I read this today in the Times of India. It's about how one can learn better management from dogs. The management gurus who are championing this pioneering initiative have a lot to say. "You never see dogs frowning, or stressed out, or most important, sitting in mindlessly long meetings." You don't, now, do you? But when I got to this one "Finding happiness is a natural talent for dogs, but it’s not so easy for the rest of us" I thought it was time for a deeper think.
I am of the opinion that dogs get most of their happiness from sniffing the private regions of other dogs. I haven't studied the subject deeply, of course, its just an informed guess. While it would liven up the corporate world immensely to have various levels of management in the same office sniffing each other's behinds, I don't think it is the right way to improve the quality of management thought. Vijay Mallya, to take a random example, could hardly take the sort of audacious decisions that have built the UB group if he constantly had a bunch of subordinates sniffing his backside. So that is one aspect of canine behaviour that is probably not going to contribute to excellence in the organization.

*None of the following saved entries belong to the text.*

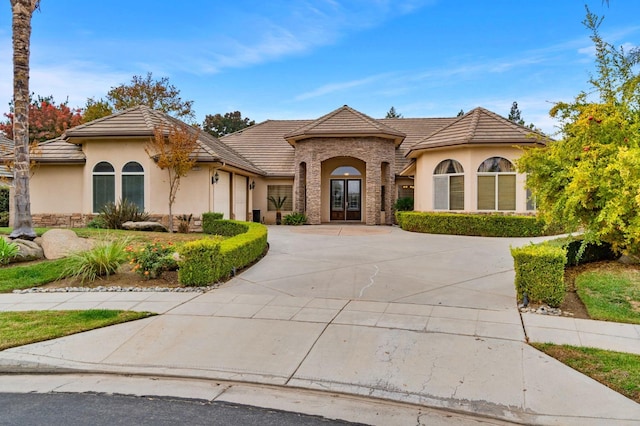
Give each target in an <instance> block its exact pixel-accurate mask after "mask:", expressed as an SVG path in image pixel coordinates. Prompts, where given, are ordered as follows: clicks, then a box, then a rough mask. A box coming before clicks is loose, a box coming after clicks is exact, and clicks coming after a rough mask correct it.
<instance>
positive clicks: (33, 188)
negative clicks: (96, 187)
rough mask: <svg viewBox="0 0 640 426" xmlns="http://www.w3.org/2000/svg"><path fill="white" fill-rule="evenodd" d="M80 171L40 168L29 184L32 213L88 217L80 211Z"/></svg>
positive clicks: (48, 168) (48, 167)
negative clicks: (61, 213) (55, 214)
mask: <svg viewBox="0 0 640 426" xmlns="http://www.w3.org/2000/svg"><path fill="white" fill-rule="evenodd" d="M83 168H84V166H83V165H81V164H79V165H62V166H51V165H39V166H37V167H36V168H35V169H34V170H33V175H32V176H31V179H30V180H29V195H30V198H31V213H32V214H46V213H90V212H89V211H86V210H84V209H83V199H82V194H83V193H84V180H83V177H82V176H83Z"/></svg>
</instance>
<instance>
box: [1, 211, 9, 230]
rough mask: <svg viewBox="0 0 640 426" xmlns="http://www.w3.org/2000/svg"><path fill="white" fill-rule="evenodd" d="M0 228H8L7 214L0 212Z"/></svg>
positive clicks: (8, 223)
mask: <svg viewBox="0 0 640 426" xmlns="http://www.w3.org/2000/svg"><path fill="white" fill-rule="evenodd" d="M0 226H2V227H5V226H9V212H0Z"/></svg>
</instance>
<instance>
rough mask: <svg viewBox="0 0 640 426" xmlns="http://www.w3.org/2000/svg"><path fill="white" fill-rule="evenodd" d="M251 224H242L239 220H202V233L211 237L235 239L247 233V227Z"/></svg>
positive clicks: (247, 222) (209, 218)
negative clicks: (203, 233) (208, 234)
mask: <svg viewBox="0 0 640 426" xmlns="http://www.w3.org/2000/svg"><path fill="white" fill-rule="evenodd" d="M249 223H250V222H240V221H237V220H226V219H211V218H209V217H207V218H206V219H204V218H203V219H202V232H204V233H205V234H210V235H222V236H224V237H235V236H236V235H238V234H243V233H245V232H247V230H248V227H247V225H248V224H249Z"/></svg>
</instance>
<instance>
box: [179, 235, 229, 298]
mask: <svg viewBox="0 0 640 426" xmlns="http://www.w3.org/2000/svg"><path fill="white" fill-rule="evenodd" d="M219 254H220V241H219V240H214V239H203V240H197V241H189V242H188V243H185V244H184V245H183V246H182V247H181V248H180V259H181V260H180V269H178V281H180V283H182V284H184V285H189V286H206V285H209V284H211V283H214V282H215V281H216V280H217V278H216V277H219V276H220V259H219V257H220V256H219Z"/></svg>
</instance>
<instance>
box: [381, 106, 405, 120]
mask: <svg viewBox="0 0 640 426" xmlns="http://www.w3.org/2000/svg"><path fill="white" fill-rule="evenodd" d="M384 118H402V114H400V113H398V112H396V109H395V108H394V107H391V109H389V112H387V115H386V116H385V117H384Z"/></svg>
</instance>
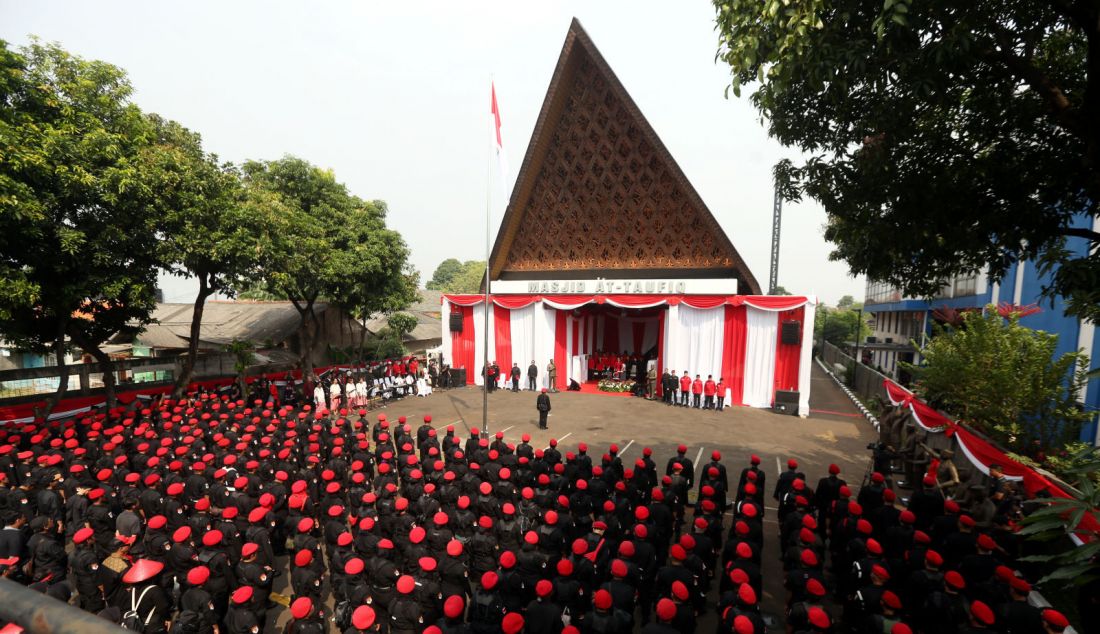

The second big dog thing is to pee on various items. This is probably very de-stressing - dogs really look blissful - but again, in the boardroom, my gut-feeling says it is not going to work. Most financial reports are printed on HP desk jets and the ink runs when wet. If people are going to pee all over them, the CEO might miss a key ratio and sniff the wrong person's backside. No, this won't work either.
The more I think about this, in fact, the more I am convinced that the noble Times of India is pulling our leg by suggesting that better management skills can be acquired by imitating the dumb chums. I'm no management expert but I'm quite sure biting one's colleagues, barking at visitors and pooping in public have no place in the book on sound business practices.
There is one dog behavior, though, that is thought to be the key behind rapid growth in the organization. That is cringing and wagging one's tail in the presence of superiors. It's more complicated than it looks, of course, and one constantly runs the risk of getting bitten, but once your superior lets you sniff his behind, you are on the fast track.